Following the 22-hour “cruise” to Patras in Greece, we drove towards Piraeus for the overnight boat to Crete. When we were nearing the Corinth Canal area we both felt the need of some exercise so we drove up to the nearby hill top archaeological site of old Corinth. This was a fantastic experience, just the ruins, a handful of tourists, a scrawny cat and us enjoying more 360 degree views but this time over to Central Greece, and down on Corinth and the Peloponnese.
There was no entrance fee (probably to save paying staff) but there were signs in Greek and English to explain what we were seeing. The site has been important to the ancient Greeks, early Christians, Venetians and Turks and each group added more walls and more fortifications but the exposed and windy position makes it surprising that so many remains survive for visitors to enjoy. What a contrast to the careful and effective restorations we had seen in the hill top city of San Marino and not even a mobile cantina in sight!
This unplanned but very welcome break set us off for the last few mile to Piraeus where we arrived with so much time to spare we congratulated ourselves on such a trouble free and fun journey and wondered if we should go for a coffee before checking in.
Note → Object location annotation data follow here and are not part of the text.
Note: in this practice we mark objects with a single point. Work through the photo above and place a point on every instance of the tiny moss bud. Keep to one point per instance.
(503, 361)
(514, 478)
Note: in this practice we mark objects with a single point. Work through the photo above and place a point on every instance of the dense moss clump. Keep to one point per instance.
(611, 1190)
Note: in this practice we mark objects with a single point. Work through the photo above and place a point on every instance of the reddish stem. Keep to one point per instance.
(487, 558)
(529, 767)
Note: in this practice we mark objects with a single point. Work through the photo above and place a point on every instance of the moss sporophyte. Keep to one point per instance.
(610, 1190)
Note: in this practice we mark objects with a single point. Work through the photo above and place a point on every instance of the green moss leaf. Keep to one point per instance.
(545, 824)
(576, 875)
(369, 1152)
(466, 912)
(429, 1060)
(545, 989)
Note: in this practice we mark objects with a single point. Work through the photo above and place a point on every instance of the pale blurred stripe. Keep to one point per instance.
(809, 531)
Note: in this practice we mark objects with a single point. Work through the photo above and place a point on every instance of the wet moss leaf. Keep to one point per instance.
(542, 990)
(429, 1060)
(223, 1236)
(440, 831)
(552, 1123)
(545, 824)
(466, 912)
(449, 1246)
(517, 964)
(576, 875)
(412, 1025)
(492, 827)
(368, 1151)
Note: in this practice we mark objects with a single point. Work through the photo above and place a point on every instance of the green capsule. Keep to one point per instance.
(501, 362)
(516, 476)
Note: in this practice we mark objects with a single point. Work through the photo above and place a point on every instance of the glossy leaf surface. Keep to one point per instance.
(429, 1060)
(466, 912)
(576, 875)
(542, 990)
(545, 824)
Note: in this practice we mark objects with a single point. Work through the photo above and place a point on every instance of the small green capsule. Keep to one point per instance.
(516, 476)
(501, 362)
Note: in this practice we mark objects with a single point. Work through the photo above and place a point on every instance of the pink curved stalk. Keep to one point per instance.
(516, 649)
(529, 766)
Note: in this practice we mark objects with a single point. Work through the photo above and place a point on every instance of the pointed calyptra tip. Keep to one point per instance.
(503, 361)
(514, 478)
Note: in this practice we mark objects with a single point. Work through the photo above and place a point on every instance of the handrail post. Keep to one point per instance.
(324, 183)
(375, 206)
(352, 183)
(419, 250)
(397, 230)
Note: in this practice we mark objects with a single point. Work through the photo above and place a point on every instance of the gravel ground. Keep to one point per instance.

We opted for check in and then coffee, thank goodness..............at the check in desk the lady behind the glass said, “Computer says no”! Panic set in but the time in the UK was 5.45 p.m. and the UK booking office was open until 6.00 p.m. Equipped with a new reference number we joined the queue again and this time the computer said yes. Back in the car, we checked the tickets only to see the outward/inward bound journeys were the wrong way around; argh the UK office had closed! Back at check in, the clerk just stated it was not her problem it must be the fault of the booking company so contact them. I then asked what turned out to be the pivotal question, “CAN you change them?” this lady could not lie, so very reluctantly and laboriously she changed over the tickets, phew.
The next morning in Crete we drove to Kritsa as the dawn gave us a very rosy reception. Full of energy we unloaded the car and did all the chores necessary after the house has been empty for a while. As usual, every external surface had a covering of sandy dust so there was much sweeping and washing down required before the outside street area looked tidy, windows and doors were clean and the balcony was in a state to set up patio chairs etc. After a siesta and a very long refreshing shower, I felt ready to walk into the village for supper. Unfortunately we were unaware that it was the turn of our part of the village to have the water switched off to save power/money so all the time we had been using gallons of water the tank had not been refilled – Alan had to wash in the small bowl of water he managed to wring out of the system! Yep, we love the vagaries of village life and Alan really appreciated his shower the next afternoon when the water pressure had returned to normal.